Jean-Jacques Milteau 1
L'émission "blues" de radio RDL Colmar animée par Jean-Luc et David BAERST

 

Jean-Jacques MILTEAU & MANU GALVIN

Comment se déroule votre tournée ?

- (J-J M.) En fait on tourne tout le temps donc d'un album à l'autre, on ne voit pas la différence. C'est à dire que la musique nous donne l'occasion d'aller voir les gens chez eux, ce qui est évidement un privilège.

Etes-vous déjà en train de projeter un futur album ?

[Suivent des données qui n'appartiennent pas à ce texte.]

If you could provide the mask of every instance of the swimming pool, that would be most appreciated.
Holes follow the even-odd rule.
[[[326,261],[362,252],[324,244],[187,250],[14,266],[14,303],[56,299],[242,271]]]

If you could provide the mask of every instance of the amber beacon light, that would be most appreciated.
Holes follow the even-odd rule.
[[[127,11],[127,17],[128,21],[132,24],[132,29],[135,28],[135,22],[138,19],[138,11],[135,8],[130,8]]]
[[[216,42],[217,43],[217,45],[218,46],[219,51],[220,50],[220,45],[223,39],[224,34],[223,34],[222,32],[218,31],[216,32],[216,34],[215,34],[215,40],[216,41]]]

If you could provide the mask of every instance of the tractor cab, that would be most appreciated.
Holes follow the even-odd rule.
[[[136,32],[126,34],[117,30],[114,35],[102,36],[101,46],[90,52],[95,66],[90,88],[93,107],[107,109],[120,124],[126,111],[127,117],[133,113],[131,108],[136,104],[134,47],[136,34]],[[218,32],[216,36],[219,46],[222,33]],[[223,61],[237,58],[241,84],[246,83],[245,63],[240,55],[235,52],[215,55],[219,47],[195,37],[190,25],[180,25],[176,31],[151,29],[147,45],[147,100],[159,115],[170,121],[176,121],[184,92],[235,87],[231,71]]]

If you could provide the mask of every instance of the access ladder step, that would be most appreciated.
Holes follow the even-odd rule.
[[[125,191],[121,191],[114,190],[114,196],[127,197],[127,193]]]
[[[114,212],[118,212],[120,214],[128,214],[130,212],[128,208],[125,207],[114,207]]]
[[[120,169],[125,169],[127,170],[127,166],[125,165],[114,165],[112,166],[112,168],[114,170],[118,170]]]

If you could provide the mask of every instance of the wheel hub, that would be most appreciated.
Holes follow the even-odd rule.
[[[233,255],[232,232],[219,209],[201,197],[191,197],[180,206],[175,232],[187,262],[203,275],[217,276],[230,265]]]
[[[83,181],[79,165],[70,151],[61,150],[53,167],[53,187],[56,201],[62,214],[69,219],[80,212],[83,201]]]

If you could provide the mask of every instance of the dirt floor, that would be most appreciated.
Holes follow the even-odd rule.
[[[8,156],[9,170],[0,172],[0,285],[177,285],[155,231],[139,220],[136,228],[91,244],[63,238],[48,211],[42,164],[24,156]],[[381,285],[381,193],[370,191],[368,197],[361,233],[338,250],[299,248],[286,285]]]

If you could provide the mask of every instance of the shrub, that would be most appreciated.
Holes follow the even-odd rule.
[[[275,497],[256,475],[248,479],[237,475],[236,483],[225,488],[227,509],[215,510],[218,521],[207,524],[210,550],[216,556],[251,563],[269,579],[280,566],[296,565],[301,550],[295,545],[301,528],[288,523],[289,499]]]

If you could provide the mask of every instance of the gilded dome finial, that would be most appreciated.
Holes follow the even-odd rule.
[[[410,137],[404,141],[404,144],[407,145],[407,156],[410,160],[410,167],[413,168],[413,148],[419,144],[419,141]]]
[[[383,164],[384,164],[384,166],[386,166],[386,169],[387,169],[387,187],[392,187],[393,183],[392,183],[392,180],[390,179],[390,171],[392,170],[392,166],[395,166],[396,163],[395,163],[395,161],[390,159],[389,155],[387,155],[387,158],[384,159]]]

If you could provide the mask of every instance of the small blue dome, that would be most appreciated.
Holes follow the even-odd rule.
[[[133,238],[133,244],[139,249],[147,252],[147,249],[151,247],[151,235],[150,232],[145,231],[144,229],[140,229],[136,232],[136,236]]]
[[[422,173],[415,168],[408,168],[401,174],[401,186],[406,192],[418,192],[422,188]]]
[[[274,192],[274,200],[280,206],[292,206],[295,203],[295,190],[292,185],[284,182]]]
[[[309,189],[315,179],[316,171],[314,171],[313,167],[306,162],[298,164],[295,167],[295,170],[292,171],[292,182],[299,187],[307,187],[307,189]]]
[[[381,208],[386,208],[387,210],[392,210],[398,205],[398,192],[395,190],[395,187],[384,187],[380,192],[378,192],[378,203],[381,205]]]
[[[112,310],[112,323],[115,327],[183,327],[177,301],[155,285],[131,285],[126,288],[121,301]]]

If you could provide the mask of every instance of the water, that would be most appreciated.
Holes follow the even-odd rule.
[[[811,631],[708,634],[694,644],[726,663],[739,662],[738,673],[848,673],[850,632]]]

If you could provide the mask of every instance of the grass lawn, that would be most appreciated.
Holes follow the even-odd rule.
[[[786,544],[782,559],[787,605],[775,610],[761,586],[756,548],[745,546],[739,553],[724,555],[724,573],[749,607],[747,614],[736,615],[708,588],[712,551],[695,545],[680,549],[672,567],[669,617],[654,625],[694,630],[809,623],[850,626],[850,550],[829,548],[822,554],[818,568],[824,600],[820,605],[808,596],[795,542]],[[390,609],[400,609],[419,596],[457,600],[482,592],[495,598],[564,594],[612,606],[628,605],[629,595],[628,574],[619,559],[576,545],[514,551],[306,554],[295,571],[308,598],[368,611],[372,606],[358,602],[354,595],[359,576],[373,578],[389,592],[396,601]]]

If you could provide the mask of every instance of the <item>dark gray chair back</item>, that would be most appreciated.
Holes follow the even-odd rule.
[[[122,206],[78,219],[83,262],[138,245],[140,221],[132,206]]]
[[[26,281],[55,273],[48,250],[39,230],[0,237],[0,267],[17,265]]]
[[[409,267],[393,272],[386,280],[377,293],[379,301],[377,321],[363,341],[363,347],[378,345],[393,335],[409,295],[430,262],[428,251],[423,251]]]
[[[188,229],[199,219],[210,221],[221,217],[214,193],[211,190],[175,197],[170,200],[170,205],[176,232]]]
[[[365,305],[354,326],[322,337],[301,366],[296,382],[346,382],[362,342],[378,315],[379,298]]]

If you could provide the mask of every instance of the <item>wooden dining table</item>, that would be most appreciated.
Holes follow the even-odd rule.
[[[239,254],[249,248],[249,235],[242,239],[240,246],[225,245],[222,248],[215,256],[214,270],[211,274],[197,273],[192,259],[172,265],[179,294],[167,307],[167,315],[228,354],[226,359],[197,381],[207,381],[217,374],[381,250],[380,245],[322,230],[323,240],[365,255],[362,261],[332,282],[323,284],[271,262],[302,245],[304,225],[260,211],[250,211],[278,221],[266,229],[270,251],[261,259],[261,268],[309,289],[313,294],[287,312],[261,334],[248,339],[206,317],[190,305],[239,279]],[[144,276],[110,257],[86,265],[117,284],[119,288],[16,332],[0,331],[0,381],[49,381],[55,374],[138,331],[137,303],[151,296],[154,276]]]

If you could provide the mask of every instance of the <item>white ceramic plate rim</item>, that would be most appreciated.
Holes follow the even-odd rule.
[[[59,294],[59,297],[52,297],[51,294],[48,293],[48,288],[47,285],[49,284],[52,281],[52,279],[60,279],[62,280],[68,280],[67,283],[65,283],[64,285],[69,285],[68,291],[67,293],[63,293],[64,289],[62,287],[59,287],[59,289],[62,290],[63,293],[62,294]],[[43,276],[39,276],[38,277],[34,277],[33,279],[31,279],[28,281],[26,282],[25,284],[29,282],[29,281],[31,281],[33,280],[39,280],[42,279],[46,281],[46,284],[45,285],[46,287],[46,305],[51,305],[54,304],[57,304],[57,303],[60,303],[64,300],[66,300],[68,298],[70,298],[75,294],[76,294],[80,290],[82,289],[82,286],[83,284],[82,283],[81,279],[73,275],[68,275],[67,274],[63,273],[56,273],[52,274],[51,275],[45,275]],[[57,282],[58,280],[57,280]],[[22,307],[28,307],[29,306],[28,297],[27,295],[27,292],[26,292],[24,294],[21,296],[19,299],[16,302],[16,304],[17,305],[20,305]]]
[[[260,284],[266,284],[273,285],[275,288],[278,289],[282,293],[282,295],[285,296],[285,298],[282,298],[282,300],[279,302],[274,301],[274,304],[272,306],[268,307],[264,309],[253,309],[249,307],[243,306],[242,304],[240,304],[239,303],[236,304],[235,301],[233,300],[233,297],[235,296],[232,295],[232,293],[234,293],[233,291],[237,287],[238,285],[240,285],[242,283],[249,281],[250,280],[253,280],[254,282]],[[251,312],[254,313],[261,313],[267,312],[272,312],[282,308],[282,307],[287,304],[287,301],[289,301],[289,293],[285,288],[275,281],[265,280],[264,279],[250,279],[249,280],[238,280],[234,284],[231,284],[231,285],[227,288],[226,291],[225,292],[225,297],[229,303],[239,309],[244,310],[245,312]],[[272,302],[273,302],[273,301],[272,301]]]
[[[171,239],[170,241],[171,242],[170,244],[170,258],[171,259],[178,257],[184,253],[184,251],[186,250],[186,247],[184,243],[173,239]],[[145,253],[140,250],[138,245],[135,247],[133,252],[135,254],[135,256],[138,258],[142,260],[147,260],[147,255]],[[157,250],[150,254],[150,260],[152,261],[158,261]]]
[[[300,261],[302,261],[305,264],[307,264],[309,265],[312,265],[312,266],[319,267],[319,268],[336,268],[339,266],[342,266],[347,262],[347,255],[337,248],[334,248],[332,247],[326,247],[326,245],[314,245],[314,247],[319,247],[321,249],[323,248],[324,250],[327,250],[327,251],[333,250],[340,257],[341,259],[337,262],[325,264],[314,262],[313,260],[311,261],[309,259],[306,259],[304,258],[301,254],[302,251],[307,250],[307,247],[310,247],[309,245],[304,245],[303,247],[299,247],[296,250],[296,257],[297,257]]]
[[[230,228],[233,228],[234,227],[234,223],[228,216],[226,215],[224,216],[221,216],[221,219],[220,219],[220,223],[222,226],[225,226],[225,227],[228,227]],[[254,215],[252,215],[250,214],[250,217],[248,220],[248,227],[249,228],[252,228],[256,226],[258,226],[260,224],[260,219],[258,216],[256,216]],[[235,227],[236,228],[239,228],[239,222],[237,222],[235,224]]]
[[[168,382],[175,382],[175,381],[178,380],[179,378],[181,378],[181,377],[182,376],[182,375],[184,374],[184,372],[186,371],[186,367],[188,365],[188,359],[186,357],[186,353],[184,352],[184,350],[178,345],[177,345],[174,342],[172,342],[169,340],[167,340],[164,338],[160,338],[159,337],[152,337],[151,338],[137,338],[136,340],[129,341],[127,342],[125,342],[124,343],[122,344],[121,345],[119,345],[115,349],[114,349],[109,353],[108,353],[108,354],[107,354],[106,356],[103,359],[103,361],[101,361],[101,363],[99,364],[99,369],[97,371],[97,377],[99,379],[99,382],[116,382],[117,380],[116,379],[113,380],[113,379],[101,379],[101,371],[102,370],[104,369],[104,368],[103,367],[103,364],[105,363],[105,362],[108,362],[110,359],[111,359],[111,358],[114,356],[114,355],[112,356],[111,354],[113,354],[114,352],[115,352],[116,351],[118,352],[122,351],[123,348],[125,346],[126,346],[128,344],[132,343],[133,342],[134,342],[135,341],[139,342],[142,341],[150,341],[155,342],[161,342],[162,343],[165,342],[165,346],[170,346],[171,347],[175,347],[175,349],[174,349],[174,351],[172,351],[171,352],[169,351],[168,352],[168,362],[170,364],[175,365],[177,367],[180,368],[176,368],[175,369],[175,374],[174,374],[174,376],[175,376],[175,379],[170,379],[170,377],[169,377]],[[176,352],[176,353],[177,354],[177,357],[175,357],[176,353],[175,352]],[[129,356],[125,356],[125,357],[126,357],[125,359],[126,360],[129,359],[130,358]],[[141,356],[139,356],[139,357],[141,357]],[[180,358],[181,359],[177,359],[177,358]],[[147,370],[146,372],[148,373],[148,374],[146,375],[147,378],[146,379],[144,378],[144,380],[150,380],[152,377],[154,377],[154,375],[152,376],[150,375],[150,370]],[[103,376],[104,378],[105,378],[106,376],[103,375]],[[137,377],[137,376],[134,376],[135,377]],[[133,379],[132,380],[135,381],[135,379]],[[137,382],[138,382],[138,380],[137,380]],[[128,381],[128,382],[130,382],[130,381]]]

- (J-J M.) Oh, vous savez, les albums, c'est la réalisation d'une chose très ponctuelle ! En ce moment il y a tellement de choses passionnantes qui se passent à la fois au niveau d'Internet, de la vidéo que finalement le disque, ça devient presque quelque chose de réducteur. Je laisse ça à plus longue échéance pour y réfléchir. Pour le moment, je m'amuse beaucoup à tourner avec Manu et en fait on se balade quasiment dans le monde entier. En duo, qui est une formule très agréable et très maniable pour tout le monde et ça, j'aimerais en faire quelque chose.

Aimez-vous faire la tournée des petites salles ?

- (Manu) Oui beaucoup, moi j'adore les petites salles. J'aime bien et Jean-Jacques aussi, sentir le public - le sentir dans le bon sens du terme - je parle d'avoir les gens près de vous. Ca, c'est très agréable. Il nous est arrivé de faire des salles beaucoup plus grandes - le duo se prête aussi à ça. Cela n'est pas spécifique aux petites salles, cela fonctionne aussi dans les endroits plus importants - mais j'aime bien la proximité du public.

- (J-J M) Ce n'est pas uniquement un problème de taille de salle mais de format. Il paraît que le nouvel Olympia, par exemple, est exactement pareil à l'ancien. C'est vrai que c'est une salle extraordinaire parce que même s'il y a 2000 personnes dedans, on a une sensation d'avoir plein de monde. Mais bon, nous ne sommes que de modestes joueurs de blues.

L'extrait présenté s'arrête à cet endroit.